Hi again, just neatened it up, in actually comes out quite neatly:
$$x^3u''+8x^2u' =0$$
then subbing v=u', separation of variables + integration gives
$$ln(v)=-8ln(x)$$ can you give me some more help here please.

Well, $-8ln(x)= ln(x^{-8})$, of course, so you have $ln(v)= ln(x^{-8})$. Can you solve that for v?

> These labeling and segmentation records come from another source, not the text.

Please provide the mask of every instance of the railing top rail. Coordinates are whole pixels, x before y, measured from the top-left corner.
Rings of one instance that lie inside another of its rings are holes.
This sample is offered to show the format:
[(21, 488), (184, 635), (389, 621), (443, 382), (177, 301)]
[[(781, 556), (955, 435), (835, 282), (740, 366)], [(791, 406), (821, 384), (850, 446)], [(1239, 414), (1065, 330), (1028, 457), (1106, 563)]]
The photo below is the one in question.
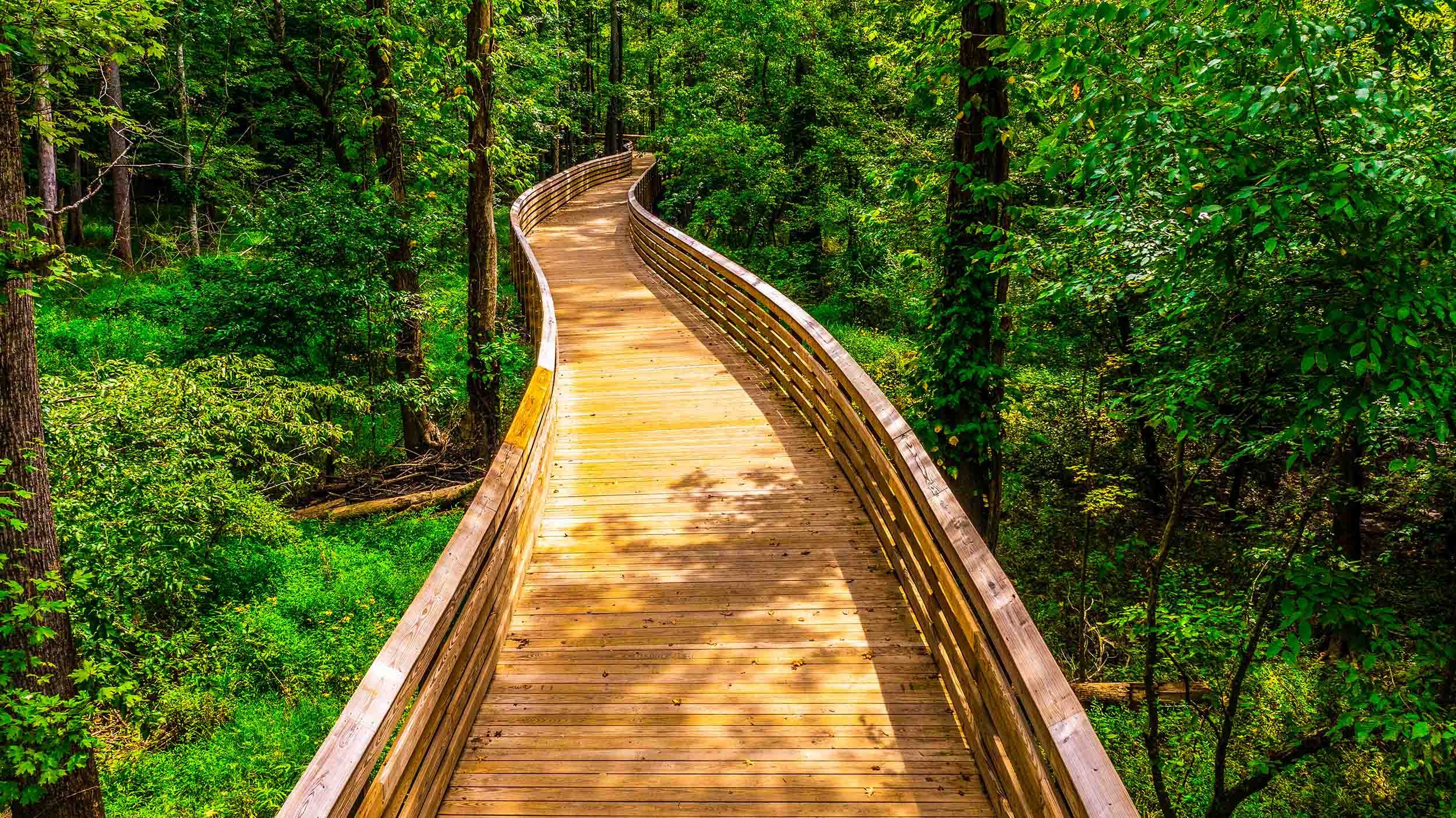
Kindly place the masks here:
[(1083, 818), (1136, 817), (1137, 809), (1127, 787), (1041, 632), (910, 424), (874, 378), (808, 311), (753, 272), (654, 215), (641, 201), (646, 179), (648, 176), (639, 179), (628, 194), (636, 218), (700, 256), (767, 306), (850, 393), (862, 412), (860, 422), (893, 454), (900, 477), (913, 493), (942, 552), (955, 563), (955, 572), (965, 585), (961, 592), (984, 623), (993, 652), (1015, 686), (1026, 720), (1051, 763), (1072, 812)]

And then integrate to find u.

 

[pat666]

Certainty can:
$$v=1/x^8$$
since v=u' so ' = integral of v
so $$u=\int 1/x^8$$
$$u=-1/(7x^7)$$
Do I need a constant of integration here or not because I am looking for a particular solution?

Thanks

also not sure what the next step is?

 

[pat666]

Hey got a little further:
I have y=x^3u so u=y/x^3
and u=-A/(7x^7 )
so y/x^3=-A/(7x^7 )
But I don't have A and B??

Thanks

 

[HallsofIvy]

Actually there are two constants of integration and you (and I) completely forgot the first one- which is the one you need.

ln(v)= -8ln(x)+ c gives $v= Cx^{-8}$ ($C= e^c$.)

Then $u'= v= Cx^{-8}$ so $u(x)= -\frac{C}{7}x^{-7}+ C_2$

And then $y(x)= u(x)x^3= -\frac{C}{7}x^{-4}+ C_2x^3$ is the general solution. Notice that the second constant of integration gives the original solution, $x^3$. Of course, you could have ignored both constants of integration to just get that $x^{-4}$ is a second independent solution and, already knowing that $x^3$is a solution, write the general solution as
$$y(x)= Ax^{-4}+ Bx^3$$.

 

[pat666]

Thanks heaps for all your help HallsofIvy and lurflurf! mucho appreciato!